Бухгалтер слушал, не совсем, кажется, хорошо понимая, зачем все это ему говорят.
– Потом-с, – снова продолжал Бжестовский, – приезжают они сюда. Начинает он пить – день… неделю… месяц… год. Наконец, умирает, – и вдруг она узнает, что доставшееся ей после именьице, и именьице действительно очень хорошее, которое она, можно сказать, кровью своей купила, идет с молотка до последней нитки в продажу. Должно ли, спрашиваю я вас, правительство хоть сколько-нибудь вникнуть в ее ужасное положение?.. Должно или нет?
Иосаф несколько затруднялся отвечать на подобный вопрос.
– Что же тут правительству за дело? – проговорил было он.
– Как что? – перебил его, уже вспыхнув в лице, Бжестовский. – Законы, кажется, пишутся для благосостояния граждан, а не для стеснения их.
Иосаф в ответ на это уставил глаза в книгу. Бжестовский поспешил переменить тон.
– Я и сестра моя, – начал он, – так много наслышаны о доброте вашей и о благородстве вашей души, что решились прямо обратиться к вам и просить вашего совета.
– Что же я тут?.. Надо или деньги внести, или продадут.
– Очень многое, Иосаф Иосафыч, очень многое, – произнес Бжестовский, прижимая руку к сердцу, – в имении есть мельница… лес… несколько отхожих сенокосных пустошей, которые могли бы быть проданы в частные руки.
Ферапонтов задумался.
– И что же, это отдельные статьи от имения? – спросил он.
– Совершенно, кажется, отдельные, – отвечал Бжестовский, – и потому я только о том и прошу вас, чтоб посетить нас. Я наперед уверен, что когда вы рассмотрите наше дело, то увидите, что мы правы и чисты, как солнце.

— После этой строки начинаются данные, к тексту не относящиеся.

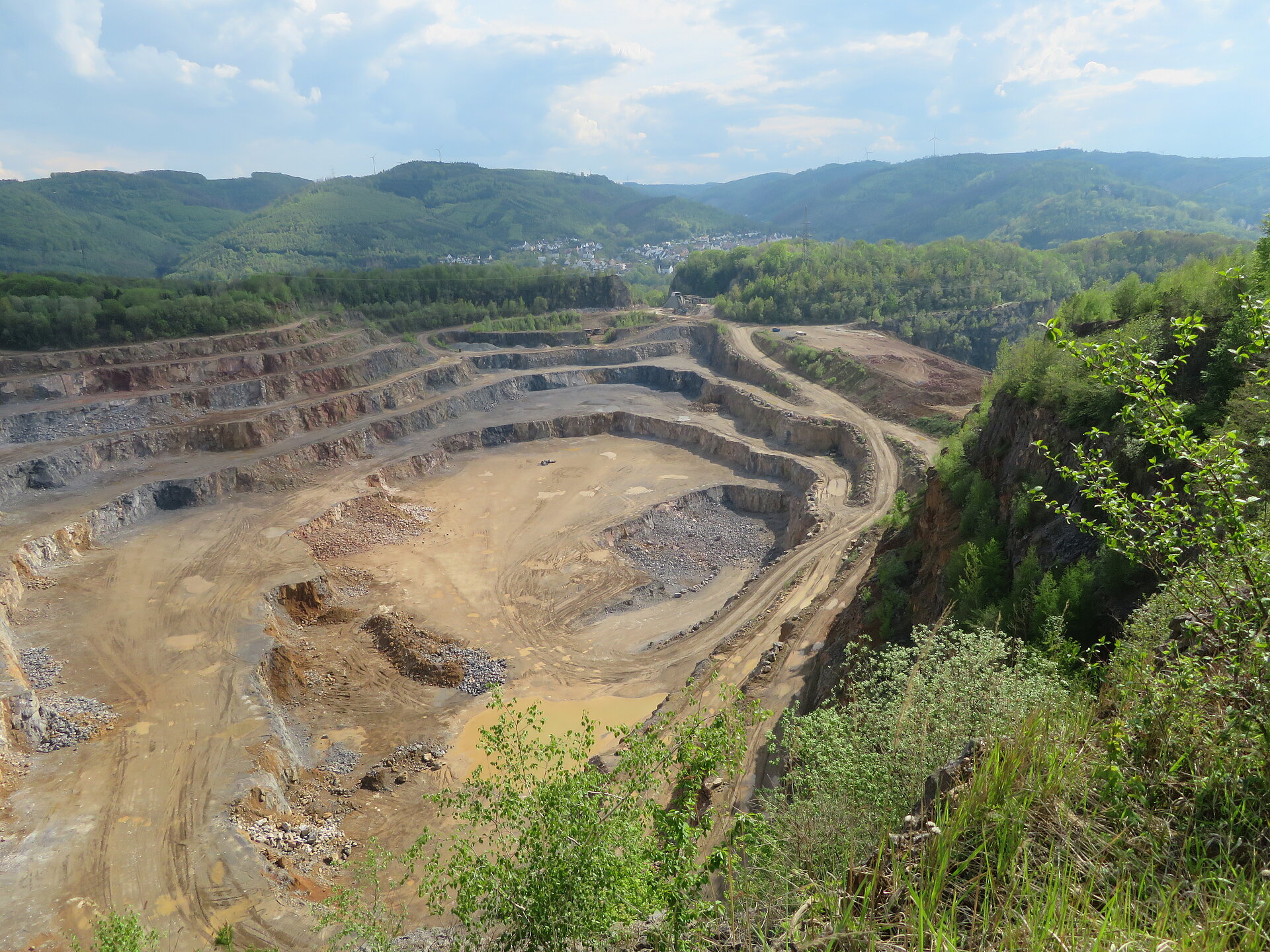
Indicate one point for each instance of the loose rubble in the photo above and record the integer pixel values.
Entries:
(58, 720)
(339, 760)
(310, 842)
(683, 546)
(40, 666)
(435, 659)
(361, 524)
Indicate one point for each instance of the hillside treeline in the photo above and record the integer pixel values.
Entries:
(1037, 200)
(65, 311)
(959, 298)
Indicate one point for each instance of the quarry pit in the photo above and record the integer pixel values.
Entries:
(258, 588)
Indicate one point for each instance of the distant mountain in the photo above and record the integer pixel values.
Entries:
(161, 222)
(111, 222)
(1038, 200)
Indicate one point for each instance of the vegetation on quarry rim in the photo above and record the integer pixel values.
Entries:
(1117, 797)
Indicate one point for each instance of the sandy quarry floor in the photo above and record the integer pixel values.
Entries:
(959, 382)
(159, 623)
(168, 623)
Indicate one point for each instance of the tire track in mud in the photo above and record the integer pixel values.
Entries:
(158, 841)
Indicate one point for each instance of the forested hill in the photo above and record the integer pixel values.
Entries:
(1038, 200)
(958, 296)
(161, 222)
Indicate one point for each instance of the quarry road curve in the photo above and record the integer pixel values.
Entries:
(173, 627)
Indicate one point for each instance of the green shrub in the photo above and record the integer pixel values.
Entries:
(857, 766)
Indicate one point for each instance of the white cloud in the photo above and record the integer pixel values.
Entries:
(1049, 41)
(79, 32)
(806, 130)
(333, 23)
(887, 143)
(901, 44)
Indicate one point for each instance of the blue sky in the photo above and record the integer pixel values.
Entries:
(652, 91)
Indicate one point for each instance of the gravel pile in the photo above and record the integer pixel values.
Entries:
(40, 666)
(365, 524)
(351, 583)
(339, 760)
(683, 546)
(71, 720)
(433, 659)
(302, 840)
(482, 672)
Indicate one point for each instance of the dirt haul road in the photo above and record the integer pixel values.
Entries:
(165, 619)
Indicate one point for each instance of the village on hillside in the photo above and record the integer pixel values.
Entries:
(587, 255)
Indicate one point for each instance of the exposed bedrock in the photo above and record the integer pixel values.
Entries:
(114, 415)
(300, 333)
(513, 338)
(714, 347)
(187, 371)
(798, 432)
(579, 357)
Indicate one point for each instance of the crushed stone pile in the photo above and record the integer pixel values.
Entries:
(339, 760)
(321, 841)
(40, 666)
(70, 720)
(364, 524)
(435, 659)
(683, 546)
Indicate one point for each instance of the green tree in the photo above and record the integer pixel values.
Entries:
(553, 853)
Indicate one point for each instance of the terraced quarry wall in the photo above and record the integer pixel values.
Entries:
(120, 462)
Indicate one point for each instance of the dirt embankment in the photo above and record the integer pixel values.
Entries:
(887, 377)
(175, 407)
(342, 673)
(187, 372)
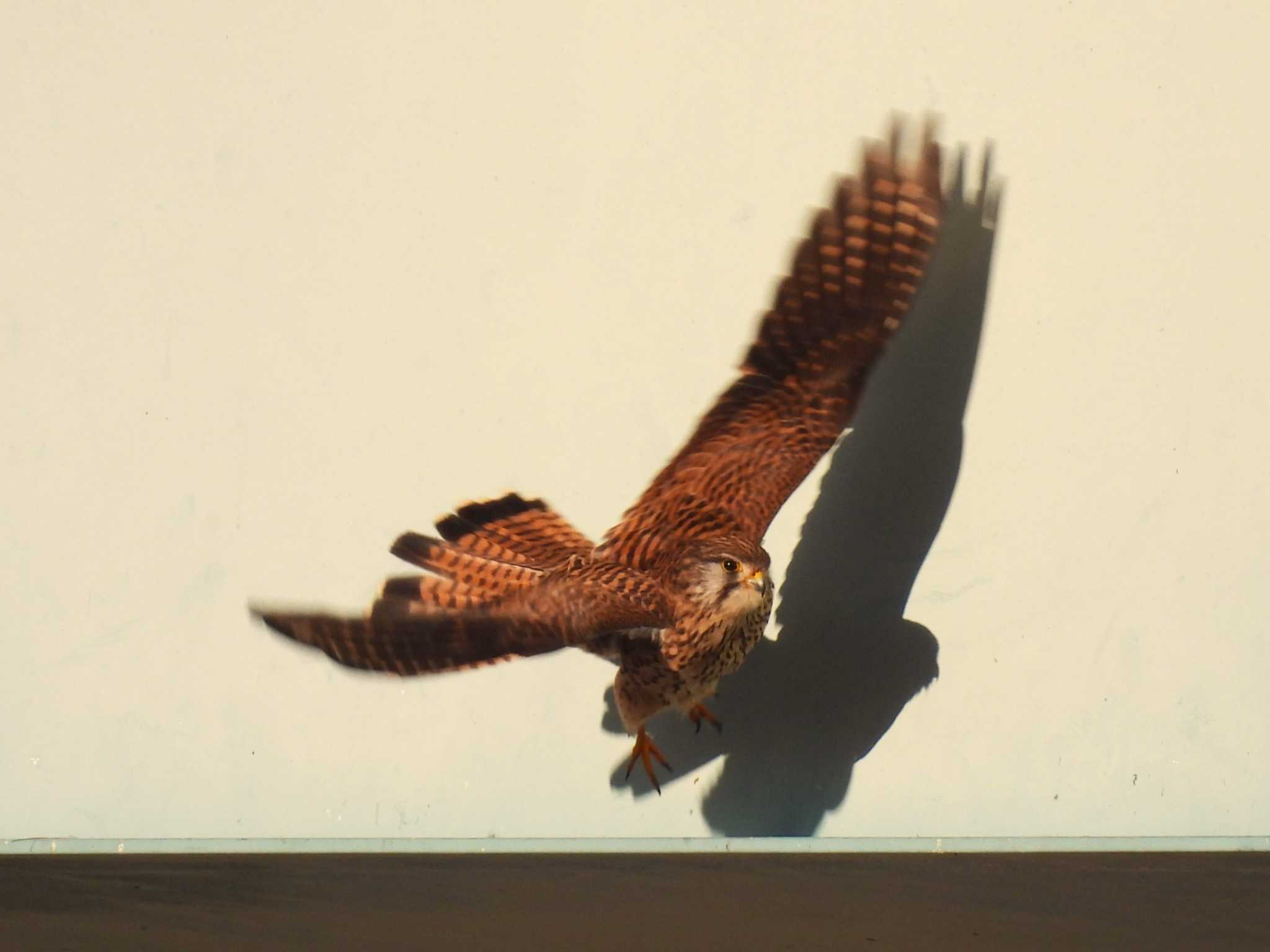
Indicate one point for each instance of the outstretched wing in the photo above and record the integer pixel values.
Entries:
(412, 639)
(851, 283)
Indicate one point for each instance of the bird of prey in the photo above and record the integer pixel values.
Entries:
(680, 591)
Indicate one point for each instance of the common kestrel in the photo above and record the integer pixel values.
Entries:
(680, 591)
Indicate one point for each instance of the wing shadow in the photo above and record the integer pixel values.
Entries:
(803, 710)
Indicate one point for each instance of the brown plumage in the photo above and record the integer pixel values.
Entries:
(680, 591)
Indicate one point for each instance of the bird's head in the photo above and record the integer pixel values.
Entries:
(727, 574)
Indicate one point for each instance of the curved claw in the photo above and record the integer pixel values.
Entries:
(700, 712)
(642, 752)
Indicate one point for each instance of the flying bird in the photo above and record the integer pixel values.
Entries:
(680, 591)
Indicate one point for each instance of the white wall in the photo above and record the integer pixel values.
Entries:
(278, 282)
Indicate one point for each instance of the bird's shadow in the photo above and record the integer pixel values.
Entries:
(804, 708)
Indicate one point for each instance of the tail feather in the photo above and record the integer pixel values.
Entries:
(411, 644)
(432, 591)
(516, 530)
(488, 576)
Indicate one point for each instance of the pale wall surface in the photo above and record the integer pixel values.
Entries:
(278, 282)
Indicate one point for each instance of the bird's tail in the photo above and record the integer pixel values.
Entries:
(487, 551)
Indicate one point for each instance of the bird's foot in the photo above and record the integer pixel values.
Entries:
(643, 751)
(700, 712)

Иосаф продолжал думать: он хаживал иногда к помещикам для совета по их делам и даже любил это как бы все-таки несколько адвокатское занятие.

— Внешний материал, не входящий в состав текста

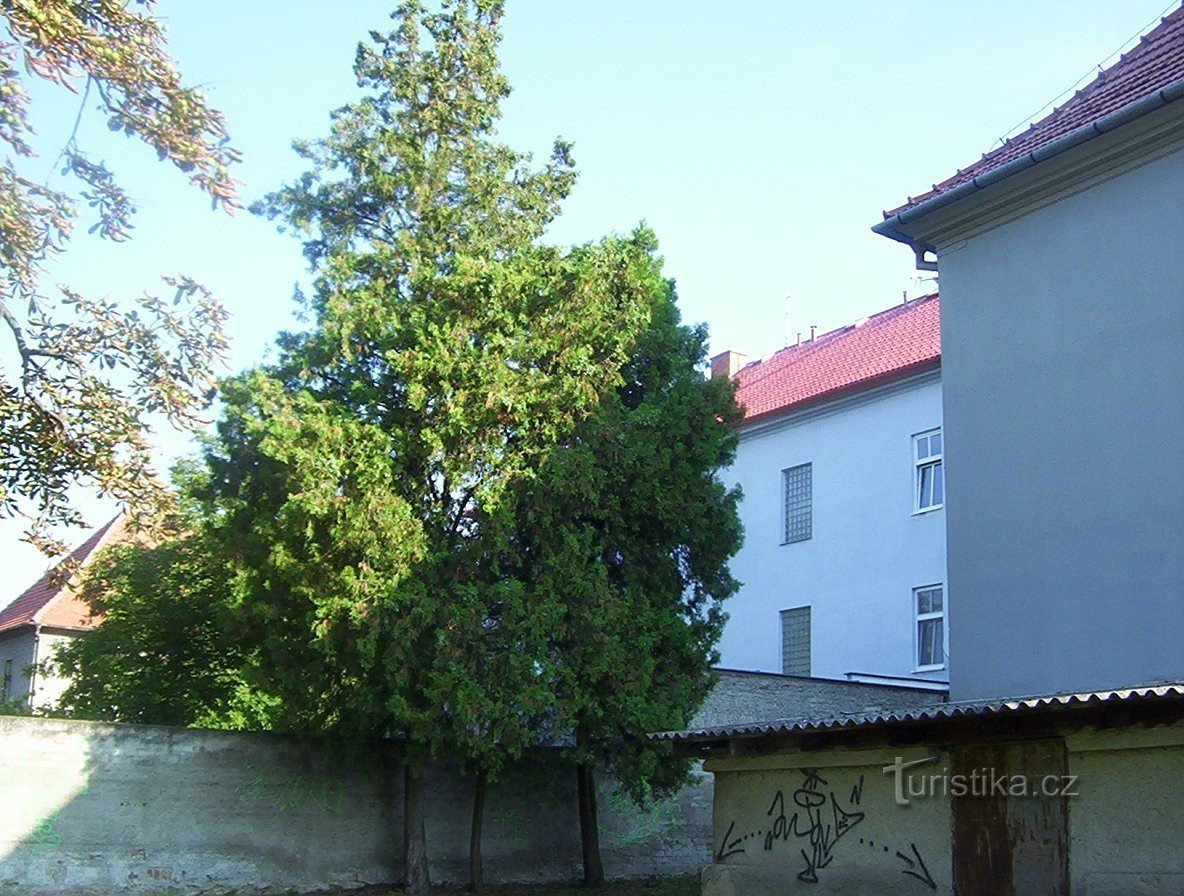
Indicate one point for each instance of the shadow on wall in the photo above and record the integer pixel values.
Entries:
(146, 809)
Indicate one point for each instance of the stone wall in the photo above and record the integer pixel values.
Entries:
(102, 809)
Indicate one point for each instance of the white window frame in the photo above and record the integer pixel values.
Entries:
(927, 462)
(919, 617)
(785, 504)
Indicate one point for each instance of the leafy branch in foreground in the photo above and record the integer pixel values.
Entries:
(79, 375)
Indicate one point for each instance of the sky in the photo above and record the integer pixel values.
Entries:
(759, 139)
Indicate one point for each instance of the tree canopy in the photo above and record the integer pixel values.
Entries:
(356, 481)
(81, 375)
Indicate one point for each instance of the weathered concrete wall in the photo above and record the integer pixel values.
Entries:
(828, 822)
(1126, 824)
(132, 809)
(824, 824)
(759, 696)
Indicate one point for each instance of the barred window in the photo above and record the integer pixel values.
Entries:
(797, 484)
(796, 640)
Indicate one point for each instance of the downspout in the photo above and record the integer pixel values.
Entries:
(32, 671)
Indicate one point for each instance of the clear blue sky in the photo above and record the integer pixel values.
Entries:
(759, 140)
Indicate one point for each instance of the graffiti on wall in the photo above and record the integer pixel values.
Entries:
(814, 819)
(291, 793)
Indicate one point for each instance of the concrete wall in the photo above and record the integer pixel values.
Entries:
(868, 550)
(133, 809)
(828, 822)
(1063, 369)
(1126, 831)
(824, 823)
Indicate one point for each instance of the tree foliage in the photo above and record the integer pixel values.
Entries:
(358, 481)
(81, 374)
(163, 652)
(625, 535)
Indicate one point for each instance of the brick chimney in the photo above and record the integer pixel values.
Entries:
(726, 363)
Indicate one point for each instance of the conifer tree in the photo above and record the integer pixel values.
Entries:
(356, 483)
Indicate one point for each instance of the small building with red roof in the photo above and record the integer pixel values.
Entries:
(841, 464)
(46, 614)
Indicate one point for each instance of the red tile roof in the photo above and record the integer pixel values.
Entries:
(1156, 63)
(52, 603)
(887, 346)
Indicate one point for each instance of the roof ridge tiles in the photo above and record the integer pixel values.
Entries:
(887, 345)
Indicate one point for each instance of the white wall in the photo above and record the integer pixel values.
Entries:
(25, 648)
(1063, 375)
(49, 688)
(868, 550)
(18, 645)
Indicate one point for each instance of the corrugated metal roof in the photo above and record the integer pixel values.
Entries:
(926, 714)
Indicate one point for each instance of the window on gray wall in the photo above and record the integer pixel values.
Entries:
(930, 489)
(797, 494)
(930, 605)
(796, 640)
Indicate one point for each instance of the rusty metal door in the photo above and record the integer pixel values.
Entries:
(1011, 836)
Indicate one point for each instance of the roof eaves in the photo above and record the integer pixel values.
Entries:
(893, 224)
(931, 714)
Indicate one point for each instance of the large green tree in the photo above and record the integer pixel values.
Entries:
(358, 481)
(629, 532)
(79, 375)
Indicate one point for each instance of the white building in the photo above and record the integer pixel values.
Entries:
(843, 567)
(45, 616)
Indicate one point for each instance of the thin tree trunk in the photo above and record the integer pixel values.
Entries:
(414, 837)
(590, 831)
(476, 876)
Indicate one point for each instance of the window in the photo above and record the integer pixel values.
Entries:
(930, 607)
(797, 488)
(796, 640)
(931, 488)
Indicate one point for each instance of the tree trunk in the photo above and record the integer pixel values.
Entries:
(590, 832)
(414, 837)
(476, 876)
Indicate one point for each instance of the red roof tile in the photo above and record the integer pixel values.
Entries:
(893, 343)
(1156, 63)
(49, 601)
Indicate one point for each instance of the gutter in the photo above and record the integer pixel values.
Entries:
(892, 226)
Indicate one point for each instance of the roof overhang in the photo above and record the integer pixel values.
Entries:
(944, 723)
(905, 227)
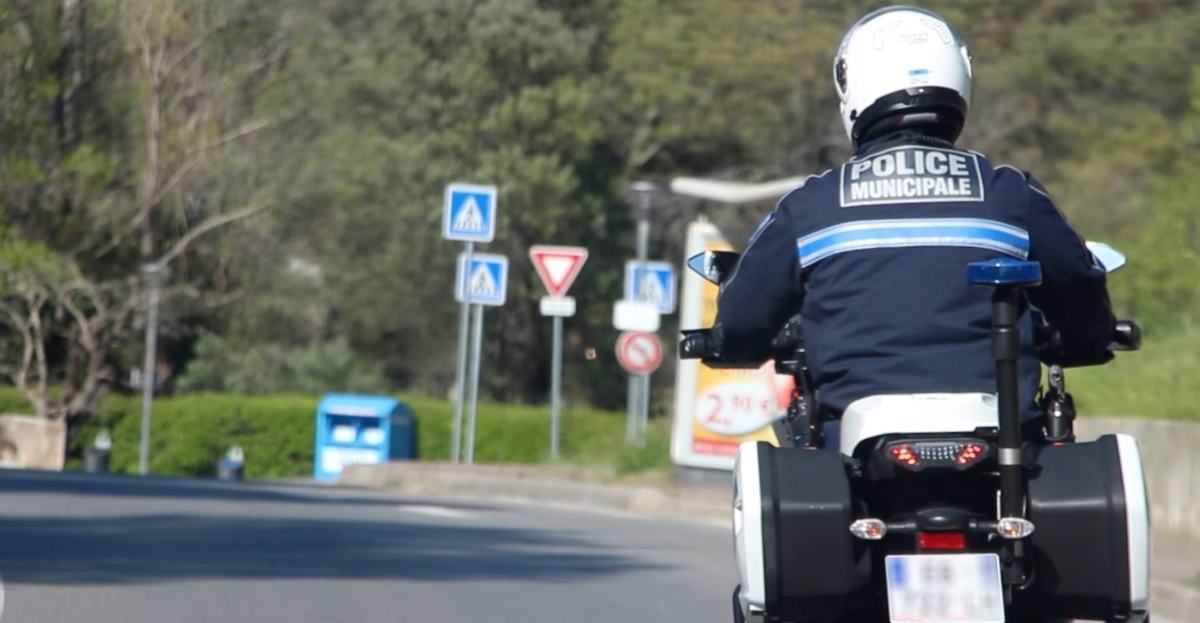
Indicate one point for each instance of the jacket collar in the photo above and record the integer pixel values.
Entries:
(903, 137)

– Сделайте милость, – повторял между тем Бжестовский, – и уж, конечно, мы благодарить будем, как это делается между порядочными и благородными людьми.

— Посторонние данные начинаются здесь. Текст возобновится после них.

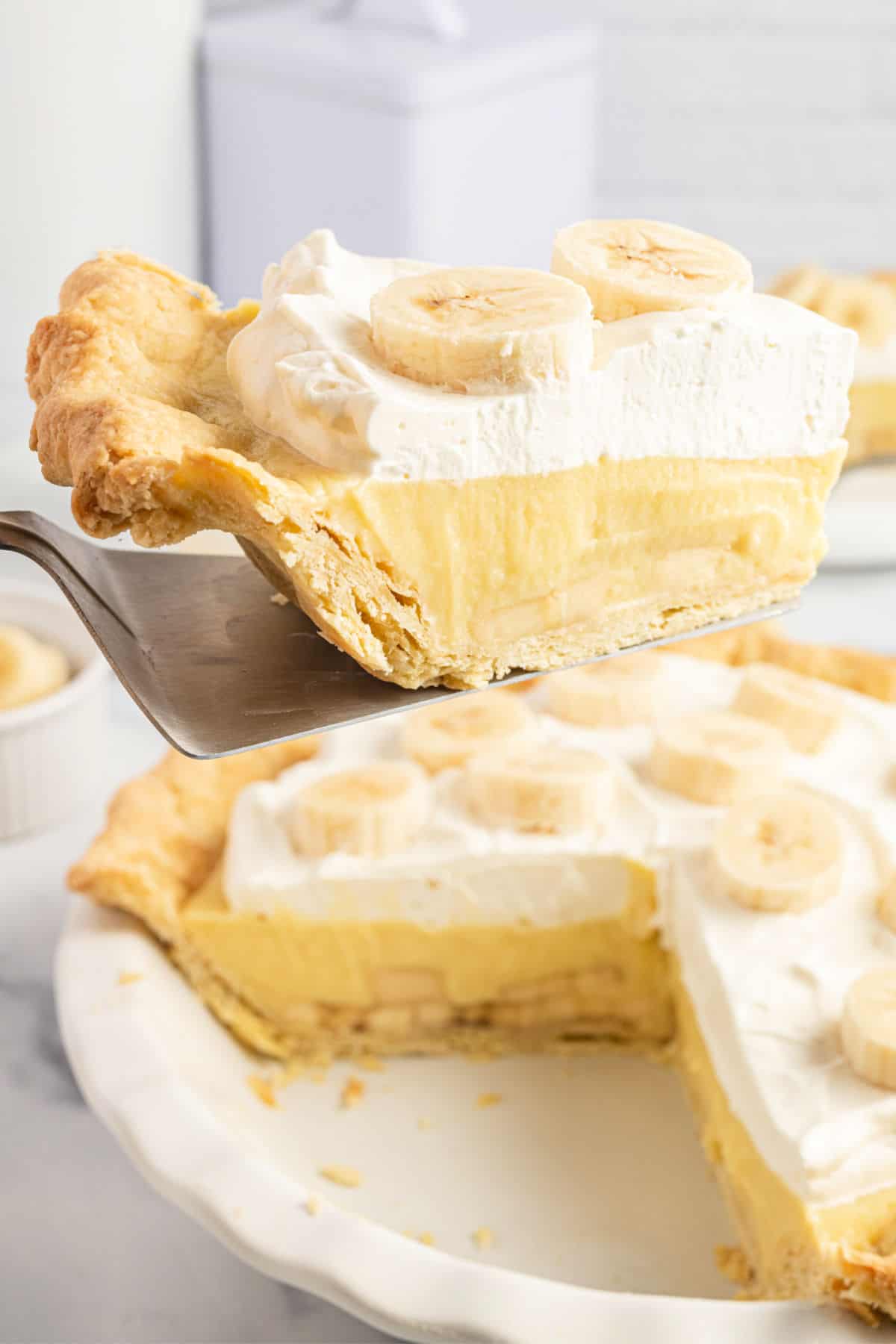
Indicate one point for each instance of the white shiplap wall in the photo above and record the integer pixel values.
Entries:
(768, 122)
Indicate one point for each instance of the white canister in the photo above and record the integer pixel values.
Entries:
(467, 146)
(53, 752)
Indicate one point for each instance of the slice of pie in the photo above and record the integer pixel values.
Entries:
(682, 853)
(457, 473)
(868, 305)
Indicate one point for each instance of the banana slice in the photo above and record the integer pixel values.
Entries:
(716, 757)
(373, 811)
(28, 667)
(610, 694)
(482, 329)
(805, 712)
(640, 267)
(780, 853)
(868, 1026)
(449, 734)
(532, 786)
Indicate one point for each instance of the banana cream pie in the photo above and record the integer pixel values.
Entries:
(461, 472)
(868, 305)
(692, 853)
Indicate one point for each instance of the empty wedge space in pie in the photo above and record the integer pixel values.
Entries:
(462, 472)
(692, 853)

Иосаф посмотрел ему в лицо.
– Хорошо-с, пожалуй! Ужо вечерком зайду, – проговорил он неторопливо.
Бжестовский рассыпался перед ним в выражениях полнейшей благодарности.
– Мы живем на набережной, в доме Дурындиных, – заключил он и, еще раз раскланявшись перед Иосафом, молодцевато вышел из Приказа.
VI
Большой каменный дом Дурындиных был купеческий. Как большая часть из них, он, и сам-то неизвестно для чего выстроенный, имел сверх того еще в своем бельэтаже (тоже богу ведомо для каких употреблений) несколько гостиных – полинялых, запыленных, с тяжеловатою красного дерева мебелью, имел огромное зало с паркетным, во многих местах треснувшим полом, с лепным и частию уже обвалившимся карнизом, с мраморными столами на золотых ножках, с зеркалами в старинных бронзовых рамах, тянущимися почти во всю длину простенков. Введенный именно в эту залу казачком-лакеем, Иосаф несколько сконфузился, тем более, когда послышался шелест женского платья и из гостиной вышла молодая и очень стройная дама.
– Брат сейчас будет… извините, пожалуйста! – проговорила она, прямо подходя к нему и подавая ему руку.
Иосаф окончательно растерялся: в первый еще раз в жизни он почувствовал в своей жесткой руке женскую ручку и такую, кажется, хорошенькую! Подшаркнувши ногой, как только можно неловко, он проговорил:
– Помилуйте-с, ничего!
– Пойдемте, однако, в боскетную, – сказала Костырева и пошла.